Grant in Berlin
Ulysses S. Grant was a slaveholder throughout the war of emancipation, holding his wife Julia’s slaves and not freeing them until Missouri forced his hand and abolished slavery in 1865.  When General Henry Halleck instructed Grant in 1863 to assist Adjutant General Lorenzo Thomas in enlisting freed slaves to avoid drafting white soldiers, “Grant said frankly: “I never was an abolitionist, nor even what could be called anti-slavery…[but] I do not feel that in my position I have a right to question any policy of the government.”
Bernhard Thuersam, Director
Cape Fear Historical Institute  

Grant in Berlin:
"It was in Berlin that Grant was drawn once more onto the world stage. The Congress of Berlin, that great conclave of European powers called by Bismarck, was meeting when he arrived…No sooner had Grant arrived than the Iron Chancellor sent his card. The former president immediately returned the courtesy and a meeting was arranged for 4 o’clock that afternoon.
Bismarck, in duty uniform, greeted his guest warmly, speaking slow but impeccable English. Within minutes the two men were talking as though they had known each other for years. Bismarck first asked about Sheridan, whom Grant had sent to observe the Franco-Prussian war. Bismarck praised Sheridan’s professionalism, and both agreed that he was an officer of rare ability.  Already the Chancellor was consumed by the nightmare of hostile coalitions. "You are so happily place in America that you need fear no wars," said Bismarck. "What always seemed so sad to me about your last great war was that you were fighting your own people. That is always so terrible in wars, so very hard."
"But it had to be done," Grant replied.
"Yes, you had to save the Union, just as we had to save Germany."
"Not only to save the Union," said Grant, "but destroy slavery."
"I supposed, however, the Union was real sentiment, the dominant sentiment," said Bismarck.
"In the beginning, yes," Grant answered. "But as soon as slavery fired upon the flag it was felt, we all felt, even those who did not object to slaves, that slavery must be destroyed. We felt it was a stain on the Union that men should be bought and sold like cattle."

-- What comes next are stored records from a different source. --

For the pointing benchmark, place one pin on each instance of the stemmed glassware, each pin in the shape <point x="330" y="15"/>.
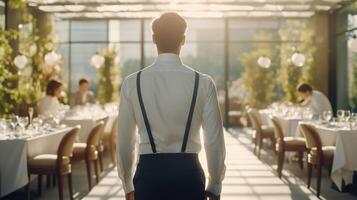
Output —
<point x="31" y="111"/>
<point x="340" y="115"/>
<point x="23" y="122"/>
<point x="327" y="116"/>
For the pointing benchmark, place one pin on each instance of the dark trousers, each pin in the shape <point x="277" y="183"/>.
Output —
<point x="169" y="177"/>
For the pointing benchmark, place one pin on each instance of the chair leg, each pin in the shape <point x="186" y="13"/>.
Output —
<point x="319" y="169"/>
<point x="60" y="186"/>
<point x="95" y="162"/>
<point x="48" y="181"/>
<point x="54" y="180"/>
<point x="309" y="172"/>
<point x="39" y="184"/>
<point x="100" y="156"/>
<point x="260" y="144"/>
<point x="70" y="186"/>
<point x="28" y="195"/>
<point x="112" y="151"/>
<point x="89" y="176"/>
<point x="281" y="156"/>
<point x="301" y="156"/>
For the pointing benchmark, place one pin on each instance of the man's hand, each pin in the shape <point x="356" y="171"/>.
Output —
<point x="211" y="196"/>
<point x="130" y="196"/>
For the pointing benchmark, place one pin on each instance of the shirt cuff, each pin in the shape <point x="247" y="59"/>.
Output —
<point x="214" y="188"/>
<point x="128" y="186"/>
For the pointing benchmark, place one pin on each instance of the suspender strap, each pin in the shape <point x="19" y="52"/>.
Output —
<point x="143" y="111"/>
<point x="190" y="114"/>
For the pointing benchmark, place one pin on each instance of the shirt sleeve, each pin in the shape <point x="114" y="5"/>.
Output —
<point x="213" y="141"/>
<point x="126" y="140"/>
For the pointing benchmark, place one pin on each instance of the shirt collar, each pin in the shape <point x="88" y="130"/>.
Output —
<point x="168" y="58"/>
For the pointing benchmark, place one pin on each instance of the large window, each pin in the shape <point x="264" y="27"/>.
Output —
<point x="204" y="50"/>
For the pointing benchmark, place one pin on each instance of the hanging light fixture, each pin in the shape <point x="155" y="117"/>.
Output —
<point x="264" y="61"/>
<point x="352" y="44"/>
<point x="51" y="58"/>
<point x="20" y="61"/>
<point x="298" y="59"/>
<point x="97" y="61"/>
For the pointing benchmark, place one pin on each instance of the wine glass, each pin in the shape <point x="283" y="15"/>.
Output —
<point x="23" y="121"/>
<point x="354" y="119"/>
<point x="31" y="111"/>
<point x="327" y="115"/>
<point x="13" y="123"/>
<point x="340" y="115"/>
<point x="37" y="122"/>
<point x="347" y="115"/>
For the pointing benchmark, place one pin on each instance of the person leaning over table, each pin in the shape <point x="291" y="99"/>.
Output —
<point x="313" y="99"/>
<point x="169" y="102"/>
<point x="50" y="104"/>
<point x="83" y="96"/>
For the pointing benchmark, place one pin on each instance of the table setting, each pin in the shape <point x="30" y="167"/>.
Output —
<point x="21" y="138"/>
<point x="339" y="131"/>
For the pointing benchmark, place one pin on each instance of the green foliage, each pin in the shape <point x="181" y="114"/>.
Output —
<point x="259" y="82"/>
<point x="8" y="75"/>
<point x="22" y="88"/>
<point x="35" y="40"/>
<point x="17" y="4"/>
<point x="109" y="77"/>
<point x="290" y="75"/>
<point x="353" y="90"/>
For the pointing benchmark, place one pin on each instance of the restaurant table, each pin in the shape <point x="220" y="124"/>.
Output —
<point x="345" y="160"/>
<point x="87" y="124"/>
<point x="14" y="154"/>
<point x="288" y="124"/>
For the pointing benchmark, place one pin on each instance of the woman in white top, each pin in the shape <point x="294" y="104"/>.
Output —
<point x="49" y="104"/>
<point x="313" y="99"/>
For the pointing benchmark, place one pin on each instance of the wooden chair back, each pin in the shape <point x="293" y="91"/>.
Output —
<point x="66" y="145"/>
<point x="312" y="137"/>
<point x="95" y="135"/>
<point x="278" y="131"/>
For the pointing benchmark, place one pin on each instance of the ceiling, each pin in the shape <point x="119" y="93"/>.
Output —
<point x="187" y="8"/>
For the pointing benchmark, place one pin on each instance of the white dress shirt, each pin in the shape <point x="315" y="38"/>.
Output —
<point x="318" y="103"/>
<point x="167" y="88"/>
<point x="49" y="105"/>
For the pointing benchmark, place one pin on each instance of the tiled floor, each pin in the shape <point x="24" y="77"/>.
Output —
<point x="246" y="178"/>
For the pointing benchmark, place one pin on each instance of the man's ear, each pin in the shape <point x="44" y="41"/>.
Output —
<point x="183" y="41"/>
<point x="154" y="39"/>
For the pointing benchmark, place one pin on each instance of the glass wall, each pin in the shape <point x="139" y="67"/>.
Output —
<point x="204" y="49"/>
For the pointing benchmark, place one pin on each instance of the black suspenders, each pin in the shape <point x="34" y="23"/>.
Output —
<point x="189" y="119"/>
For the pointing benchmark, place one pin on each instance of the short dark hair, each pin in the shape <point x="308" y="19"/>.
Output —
<point x="304" y="87"/>
<point x="83" y="80"/>
<point x="52" y="86"/>
<point x="168" y="31"/>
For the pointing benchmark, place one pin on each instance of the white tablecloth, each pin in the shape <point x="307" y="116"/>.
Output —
<point x="288" y="124"/>
<point x="345" y="159"/>
<point x="14" y="153"/>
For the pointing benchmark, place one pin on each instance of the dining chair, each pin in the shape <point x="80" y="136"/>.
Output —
<point x="88" y="152"/>
<point x="54" y="164"/>
<point x="287" y="144"/>
<point x="109" y="139"/>
<point x="100" y="147"/>
<point x="318" y="155"/>
<point x="261" y="131"/>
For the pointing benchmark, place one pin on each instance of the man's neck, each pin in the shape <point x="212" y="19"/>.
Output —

Bismarck suggested that if the Union had a large standing army in 1861, the war would have been shortened considerably. "We might have had no war at all," said Grant. "Our war had many strange features—there were many things which seemed odd enough at the time, but which now seem Providential. If we had had a large regular army, as it was then constituted, it might have gone with the South. In fact, Southern feeling in the army among high officers was so strong that when the war broke out the army dissolved. We had no army. Then we had to organize one.
A great commander like Sherman or Sheridan even then might have organized an army and put down the rebellion in six months or a year, or at the farthest, two years. But that would have saved slavery, perhaps, and slavery meant the germs of a new rebellion. There had to be an end to slavery. Then we were fighting an enemy with whom we could not make peace. We had to destroy him. No convention, no treaty, was possible—only destruction."
"It was a long war," Bismarck noted. "And a great work well done—and I suppose it means a long peace." "I believe so," said Grant."
(Grant, by Jean Edward Smith, Simon & Schuster, 2001, pp. 609-610)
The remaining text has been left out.